In 2012, the Circuit Court of Fairfax County decided the suit on remand, in combination with several other Northern Virginia TEC property splitting actions. Applying the neutral principles of law doctrine, the court upheld TEC's Constitution and Canons and ordered that CANA and the trustees of the withdrawn churches "promptly relinquish control over the properties to the [TEC] Diocese." Subsequently, an "unexpected" friendship between Rev. Tory Baucum of Truro Church and the Rev. Shannon Johnston, Bishop of the Diocese of Virginia, resulted in a situation in 2014 where "...the Episcopal Diocese of Virginia and Truro Church have settled their litigation and forged an amicable truce. However, Baucum's efforts were criticized by top ACNA leaders such as Archbishop Foley Beach, who wrote that Baucum's decision to reconcile with Johnston was "not in harmony with the Bible’s instruction in dealing with false teachers."

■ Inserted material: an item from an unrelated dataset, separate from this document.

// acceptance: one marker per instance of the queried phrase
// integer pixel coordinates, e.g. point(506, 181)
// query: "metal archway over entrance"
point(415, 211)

In 2020, The Washington Post reported that Truro's rector, Tory Baucum, had abruptly resigned and converted to Roman Catholicism in November 2019. According to the Post, tensions had arisen between Baucum and the staff of Truro due to their concerns with Baucum's workplace behavior, which prompted leaders in the church to write to Truro's vestry and bishop with concerns. In January 2020, an investigation commissioned by Truro concluded that the concerns expressed in the letter were accurate, according to Truro's vestry. In an email, Baucum apologized for the relational breakdown. After Baucum's departure, the Rev. Tim Mayfield, a pastor on Truro's staff, assumed Baucum's responsibilities as interim rector, and the parish established a "Recovery and Transition Team" to help Truro "become a more godly, healthier congregation." Later that year, two women at Truro reported that Mayfield had sexually harassed them four years prior. After an investigation concluded that the allegations were "credible", Mayfield resigned from his role, and the parish appointed Canon Mary Hays, a priest who had served on staff at Truro in the 1980s, as the new interim rector in 2021. The Rev. Jaime Brown, who was Truro's Director of Worship since 2014, became rector of Truro in September 2022.